Depletion of the co-chaperone CDC-37 reveals two modes of PAR-6 cortical association inC. elegansembryos

Abstract
PAR proteins play roles in the establishment and maintenance of polarity in many different cell types in metazoans. In C. elegans, polarity established in the one-cell embryo determines the anteroposterior axis of the developing animal and is essential to set the identities of the early blastomeres. PAR-1 and PAR-2 colocalize at the posterior cortex of the embryo. PAR-3, PAR-6 and PKC-3 (aPKC) colocalize at the anterior cortex of the embryo. A process of mutual exclusion maintains the anterior and posterior protein domains. We present results indicating that a homolog of the Hsp90 co-chaperone Cdc37 plays a role in dynamic interactions among the PAR proteins. We show that CDC-37 is required for the establishment phase of embryonic polarity; that CDC-37 reduction allows PAR-3-independent cortical accumulation of PAR-6 and PKC-3; and that CDC-37 is required for the mutual exclusion of the anterior and posterior group PAR proteins. Our results indicate that CDC-37 acts in part by maintaining PKC-3 levels and in part by influencing the activity or levels of other client proteins.
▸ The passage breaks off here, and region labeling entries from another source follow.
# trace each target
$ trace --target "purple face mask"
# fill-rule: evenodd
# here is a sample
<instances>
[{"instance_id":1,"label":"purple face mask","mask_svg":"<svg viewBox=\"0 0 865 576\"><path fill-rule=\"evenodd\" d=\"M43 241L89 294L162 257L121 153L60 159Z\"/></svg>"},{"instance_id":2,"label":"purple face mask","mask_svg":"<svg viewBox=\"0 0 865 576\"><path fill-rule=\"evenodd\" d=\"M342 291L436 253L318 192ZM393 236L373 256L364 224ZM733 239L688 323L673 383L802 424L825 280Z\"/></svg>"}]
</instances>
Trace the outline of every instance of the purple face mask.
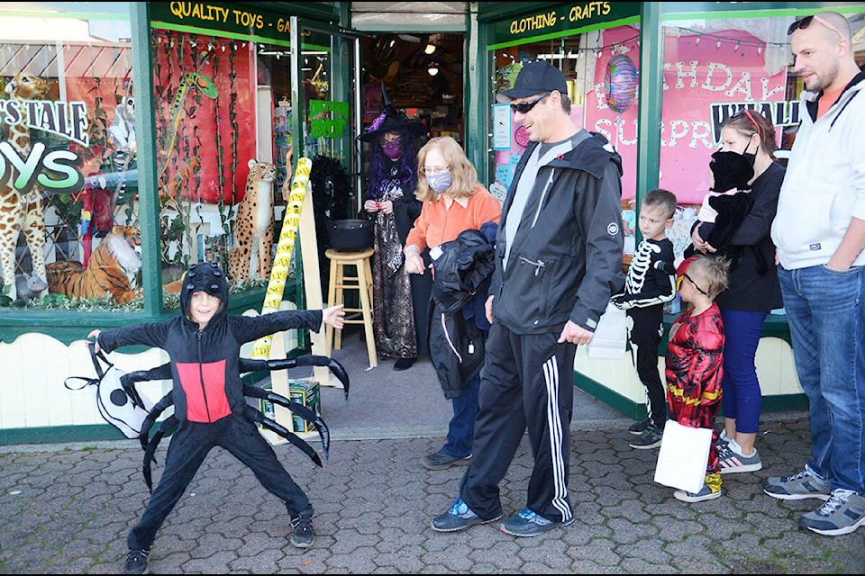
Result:
<instances>
[{"instance_id":1,"label":"purple face mask","mask_svg":"<svg viewBox=\"0 0 865 576\"><path fill-rule=\"evenodd\" d=\"M385 153L385 156L391 160L396 160L403 154L403 148L399 141L385 142L381 145L381 149Z\"/></svg>"}]
</instances>

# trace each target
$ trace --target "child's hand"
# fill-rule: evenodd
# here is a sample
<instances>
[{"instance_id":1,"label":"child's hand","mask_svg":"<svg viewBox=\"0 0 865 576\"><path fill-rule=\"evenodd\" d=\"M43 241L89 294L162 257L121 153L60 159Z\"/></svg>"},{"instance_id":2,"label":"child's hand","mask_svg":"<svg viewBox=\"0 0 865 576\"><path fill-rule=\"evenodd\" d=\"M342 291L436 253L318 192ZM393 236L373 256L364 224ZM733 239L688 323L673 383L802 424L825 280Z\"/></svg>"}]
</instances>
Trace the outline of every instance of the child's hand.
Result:
<instances>
[{"instance_id":1,"label":"child's hand","mask_svg":"<svg viewBox=\"0 0 865 576\"><path fill-rule=\"evenodd\" d=\"M93 351L96 352L96 354L99 354L99 351L101 349L99 347L99 333L100 332L102 332L102 330L96 329L96 330L94 330L93 332L90 332L90 334L87 334L88 338L96 338L96 345L93 346Z\"/></svg>"},{"instance_id":2,"label":"child's hand","mask_svg":"<svg viewBox=\"0 0 865 576\"><path fill-rule=\"evenodd\" d=\"M345 325L343 320L345 318L345 311L342 310L343 306L343 304L338 304L323 310L322 321L328 326L342 329L342 327Z\"/></svg>"}]
</instances>

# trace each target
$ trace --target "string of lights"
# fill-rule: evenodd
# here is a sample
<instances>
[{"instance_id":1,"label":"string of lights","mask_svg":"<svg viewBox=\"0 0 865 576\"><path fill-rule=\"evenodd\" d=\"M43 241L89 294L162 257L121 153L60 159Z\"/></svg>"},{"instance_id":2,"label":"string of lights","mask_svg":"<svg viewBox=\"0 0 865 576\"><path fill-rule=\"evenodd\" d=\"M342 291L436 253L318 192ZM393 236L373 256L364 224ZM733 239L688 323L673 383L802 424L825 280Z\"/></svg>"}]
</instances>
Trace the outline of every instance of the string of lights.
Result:
<instances>
[{"instance_id":1,"label":"string of lights","mask_svg":"<svg viewBox=\"0 0 865 576\"><path fill-rule=\"evenodd\" d=\"M697 30L692 30L690 28L676 27L679 32L679 35L694 35L697 36L695 44L699 44L701 40L706 39L707 41L715 42L717 48L720 49L722 43L729 42L733 46L733 50L738 51L742 46L754 46L757 49L758 54L762 54L763 50L769 46L776 46L778 48L784 48L789 46L788 42L768 42L762 40L747 40L742 38L733 38L730 36L724 36L722 34L715 34L712 32L700 32ZM683 34L684 32L684 34ZM615 55L616 52L624 54L630 51L633 49L636 49L639 45L640 36L639 34L626 38L624 40L613 42L611 44L605 44L604 46L590 47L590 48L569 48L566 53L564 48L560 50L558 53L542 53L538 54L538 58L540 59L576 59L580 57L580 53L592 52L596 58L600 58L605 51L609 51L613 55ZM633 43L633 46L628 46L628 44ZM505 54L512 59L515 59L515 57Z\"/></svg>"}]
</instances>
Loss of the activities of these client proteins reveals that there are two sites for PAR-6 cortical association, one dependent on CDC-42 and not associated with PAR-3, and the other independent of CDC-42 and co-localizing with PAR-3. We propose that, in wild-type embryos, CDC-37-mediated inhibition of the CDC-42-dependent binding site and PAR-3-mediated release of this inhibition provide a key mechanism for the anterior accumulation of PAR-6.